Hi Nazia,
In Geographically Weighted Regression, the explanatory variables can be categorical. As long as your dependent variable is continuous, it is fine to use categorical variables as explanatory variables. However, to use a categorical variable appropriately, you can't just assign values 1 through 8 to it. As you found, GWR will try to use these actual numbers, and you will get very different results depending on which levels you label as 1 through 8. For GWR to work properly with your categorical variable, you need to convert it to several indicator variables (variables that have the value 0 or 1) and then use these indicator variables as explanatory variables in GWR.
The process of converting categorical variables to indicator variables is called "dummy encoding." Here is a good article about how to perform dummy encoding:
Dummy variable (statistics) - Wikiversity
In your case, your categorical variable has 8 levels, so you will need to make 7 indicator variables to represent the different levels (you always use one less indicator variable than the number of levels of the category).

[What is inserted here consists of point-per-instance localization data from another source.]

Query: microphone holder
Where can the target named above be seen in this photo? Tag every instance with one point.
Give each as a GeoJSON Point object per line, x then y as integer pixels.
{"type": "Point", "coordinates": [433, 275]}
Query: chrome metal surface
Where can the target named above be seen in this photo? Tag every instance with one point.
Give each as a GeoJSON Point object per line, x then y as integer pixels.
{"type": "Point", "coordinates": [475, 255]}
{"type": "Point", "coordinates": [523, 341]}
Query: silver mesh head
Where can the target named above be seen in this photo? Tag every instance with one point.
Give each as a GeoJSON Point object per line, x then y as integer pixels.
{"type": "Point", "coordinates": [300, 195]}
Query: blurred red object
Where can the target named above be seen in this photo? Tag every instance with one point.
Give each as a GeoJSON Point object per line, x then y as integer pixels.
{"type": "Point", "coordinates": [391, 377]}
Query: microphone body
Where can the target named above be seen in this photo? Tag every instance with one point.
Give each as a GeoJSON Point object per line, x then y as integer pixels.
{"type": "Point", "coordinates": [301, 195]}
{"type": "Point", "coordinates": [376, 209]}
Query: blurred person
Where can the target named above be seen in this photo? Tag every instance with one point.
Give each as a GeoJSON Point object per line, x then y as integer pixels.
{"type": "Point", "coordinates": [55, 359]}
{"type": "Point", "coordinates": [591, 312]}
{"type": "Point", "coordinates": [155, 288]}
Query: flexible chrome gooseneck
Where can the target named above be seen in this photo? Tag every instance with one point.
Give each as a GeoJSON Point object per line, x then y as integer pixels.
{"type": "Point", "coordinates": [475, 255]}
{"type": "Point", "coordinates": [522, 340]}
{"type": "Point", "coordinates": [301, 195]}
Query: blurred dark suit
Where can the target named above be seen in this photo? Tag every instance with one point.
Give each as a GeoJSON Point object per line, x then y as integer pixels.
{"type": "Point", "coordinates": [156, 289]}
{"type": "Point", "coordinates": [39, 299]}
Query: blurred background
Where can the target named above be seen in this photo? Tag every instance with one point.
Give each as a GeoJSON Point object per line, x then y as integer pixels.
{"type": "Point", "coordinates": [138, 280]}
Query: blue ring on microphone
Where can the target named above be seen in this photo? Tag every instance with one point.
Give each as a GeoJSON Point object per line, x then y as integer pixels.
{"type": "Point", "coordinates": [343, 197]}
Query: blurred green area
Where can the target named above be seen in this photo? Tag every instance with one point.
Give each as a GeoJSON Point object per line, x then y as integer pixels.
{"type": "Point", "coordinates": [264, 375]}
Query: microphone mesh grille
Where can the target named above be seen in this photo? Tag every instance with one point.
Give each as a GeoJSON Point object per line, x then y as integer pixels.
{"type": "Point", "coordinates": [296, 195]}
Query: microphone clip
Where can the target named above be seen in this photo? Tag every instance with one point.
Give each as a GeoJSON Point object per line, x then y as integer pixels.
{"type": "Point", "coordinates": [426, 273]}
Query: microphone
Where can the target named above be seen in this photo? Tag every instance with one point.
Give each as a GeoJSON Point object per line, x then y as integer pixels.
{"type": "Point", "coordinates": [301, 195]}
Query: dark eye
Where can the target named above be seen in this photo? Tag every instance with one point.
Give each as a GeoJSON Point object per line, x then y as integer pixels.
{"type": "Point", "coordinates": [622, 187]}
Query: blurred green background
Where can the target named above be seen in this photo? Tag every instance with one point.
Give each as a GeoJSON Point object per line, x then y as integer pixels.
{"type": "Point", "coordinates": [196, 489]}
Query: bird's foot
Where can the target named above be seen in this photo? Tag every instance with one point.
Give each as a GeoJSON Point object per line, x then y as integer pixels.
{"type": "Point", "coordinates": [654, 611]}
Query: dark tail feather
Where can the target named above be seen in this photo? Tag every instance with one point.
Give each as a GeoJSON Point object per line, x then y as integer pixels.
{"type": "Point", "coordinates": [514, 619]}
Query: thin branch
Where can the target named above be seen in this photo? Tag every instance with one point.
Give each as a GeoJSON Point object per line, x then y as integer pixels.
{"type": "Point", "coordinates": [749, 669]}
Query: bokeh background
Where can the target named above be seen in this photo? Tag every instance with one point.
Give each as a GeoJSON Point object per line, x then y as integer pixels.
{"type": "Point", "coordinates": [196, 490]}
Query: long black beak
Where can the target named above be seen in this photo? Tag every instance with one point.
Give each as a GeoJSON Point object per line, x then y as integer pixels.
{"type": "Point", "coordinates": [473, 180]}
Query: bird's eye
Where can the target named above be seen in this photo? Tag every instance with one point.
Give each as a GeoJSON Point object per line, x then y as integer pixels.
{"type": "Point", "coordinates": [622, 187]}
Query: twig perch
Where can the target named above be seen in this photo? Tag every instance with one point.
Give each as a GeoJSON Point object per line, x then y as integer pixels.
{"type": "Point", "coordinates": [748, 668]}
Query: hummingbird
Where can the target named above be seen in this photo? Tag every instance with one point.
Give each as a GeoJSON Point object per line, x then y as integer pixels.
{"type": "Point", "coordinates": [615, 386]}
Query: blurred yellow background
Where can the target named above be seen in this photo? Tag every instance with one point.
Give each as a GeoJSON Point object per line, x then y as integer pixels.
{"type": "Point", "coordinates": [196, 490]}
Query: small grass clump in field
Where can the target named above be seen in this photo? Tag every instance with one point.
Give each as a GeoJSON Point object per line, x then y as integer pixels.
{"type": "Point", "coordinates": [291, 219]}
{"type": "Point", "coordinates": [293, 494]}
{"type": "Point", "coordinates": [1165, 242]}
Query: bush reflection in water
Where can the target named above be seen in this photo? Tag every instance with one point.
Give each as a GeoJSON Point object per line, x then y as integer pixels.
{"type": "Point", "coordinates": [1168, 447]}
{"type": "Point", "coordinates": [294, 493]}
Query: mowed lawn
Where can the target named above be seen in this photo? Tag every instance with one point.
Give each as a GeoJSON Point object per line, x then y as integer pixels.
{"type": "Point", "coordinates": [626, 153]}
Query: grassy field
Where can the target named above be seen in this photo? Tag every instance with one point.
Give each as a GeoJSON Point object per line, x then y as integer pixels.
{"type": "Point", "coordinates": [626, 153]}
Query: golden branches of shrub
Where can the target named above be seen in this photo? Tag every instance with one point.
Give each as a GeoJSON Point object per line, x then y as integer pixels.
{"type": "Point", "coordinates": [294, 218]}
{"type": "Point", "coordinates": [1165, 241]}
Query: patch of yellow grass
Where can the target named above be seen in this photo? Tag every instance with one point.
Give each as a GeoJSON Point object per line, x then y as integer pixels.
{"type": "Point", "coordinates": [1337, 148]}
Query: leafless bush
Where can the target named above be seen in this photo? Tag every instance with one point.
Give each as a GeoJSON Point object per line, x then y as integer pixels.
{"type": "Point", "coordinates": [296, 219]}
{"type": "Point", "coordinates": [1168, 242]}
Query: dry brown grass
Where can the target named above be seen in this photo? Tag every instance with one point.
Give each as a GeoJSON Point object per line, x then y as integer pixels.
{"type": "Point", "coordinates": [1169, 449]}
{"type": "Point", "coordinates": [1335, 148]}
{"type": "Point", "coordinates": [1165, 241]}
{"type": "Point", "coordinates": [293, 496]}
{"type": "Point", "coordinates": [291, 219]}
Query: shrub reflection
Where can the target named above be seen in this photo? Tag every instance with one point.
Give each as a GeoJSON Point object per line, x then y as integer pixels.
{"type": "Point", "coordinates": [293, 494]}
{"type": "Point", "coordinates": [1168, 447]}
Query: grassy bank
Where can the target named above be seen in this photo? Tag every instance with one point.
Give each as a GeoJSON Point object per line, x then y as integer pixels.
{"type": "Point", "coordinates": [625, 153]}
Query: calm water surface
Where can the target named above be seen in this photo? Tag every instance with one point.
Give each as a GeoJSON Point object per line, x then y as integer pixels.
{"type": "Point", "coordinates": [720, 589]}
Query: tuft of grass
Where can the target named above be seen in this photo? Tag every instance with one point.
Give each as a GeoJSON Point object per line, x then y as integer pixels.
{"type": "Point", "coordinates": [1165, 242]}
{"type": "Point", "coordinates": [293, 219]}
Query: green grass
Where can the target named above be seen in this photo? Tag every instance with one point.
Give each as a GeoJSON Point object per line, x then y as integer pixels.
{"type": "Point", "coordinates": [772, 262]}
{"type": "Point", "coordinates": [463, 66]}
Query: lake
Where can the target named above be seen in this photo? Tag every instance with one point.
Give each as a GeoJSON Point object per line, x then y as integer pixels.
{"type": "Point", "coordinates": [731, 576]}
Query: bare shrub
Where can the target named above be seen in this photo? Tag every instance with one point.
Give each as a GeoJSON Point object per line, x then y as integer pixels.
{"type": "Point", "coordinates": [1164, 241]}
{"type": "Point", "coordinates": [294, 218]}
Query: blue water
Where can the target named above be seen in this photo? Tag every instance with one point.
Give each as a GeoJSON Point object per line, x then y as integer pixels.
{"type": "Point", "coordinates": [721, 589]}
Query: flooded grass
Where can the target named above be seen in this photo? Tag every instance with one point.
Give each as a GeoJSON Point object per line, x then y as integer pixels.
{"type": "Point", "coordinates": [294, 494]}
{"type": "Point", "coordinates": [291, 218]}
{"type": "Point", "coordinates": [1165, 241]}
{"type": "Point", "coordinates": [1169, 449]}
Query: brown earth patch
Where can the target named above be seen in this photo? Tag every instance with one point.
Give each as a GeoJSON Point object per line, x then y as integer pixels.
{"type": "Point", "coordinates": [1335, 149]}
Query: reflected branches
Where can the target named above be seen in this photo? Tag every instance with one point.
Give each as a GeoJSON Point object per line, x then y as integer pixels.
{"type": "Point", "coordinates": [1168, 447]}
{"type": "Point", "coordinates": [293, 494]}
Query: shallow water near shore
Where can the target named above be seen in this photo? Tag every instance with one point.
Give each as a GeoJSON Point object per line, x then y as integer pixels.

You'll need to make 7 new fields on your feature class. For the first field, each feature that is in the first level of the category gets the value 1, and features in any other level get the value 0 (we say that the 1 "indicates" that the feature is in that level). Similarly, in the second field, the features of the second level get a 1, and all other features get a 0. Same for levels 3 through 7. For level 8, the value 0 should go in all 7 fields.
When you encode this way, it does not matter which levels of the category is called the first, second, etc level of the category. Changing the order will produce the same results in GWR.
Please let me know if you have any other questions or have any problems encoding your variable.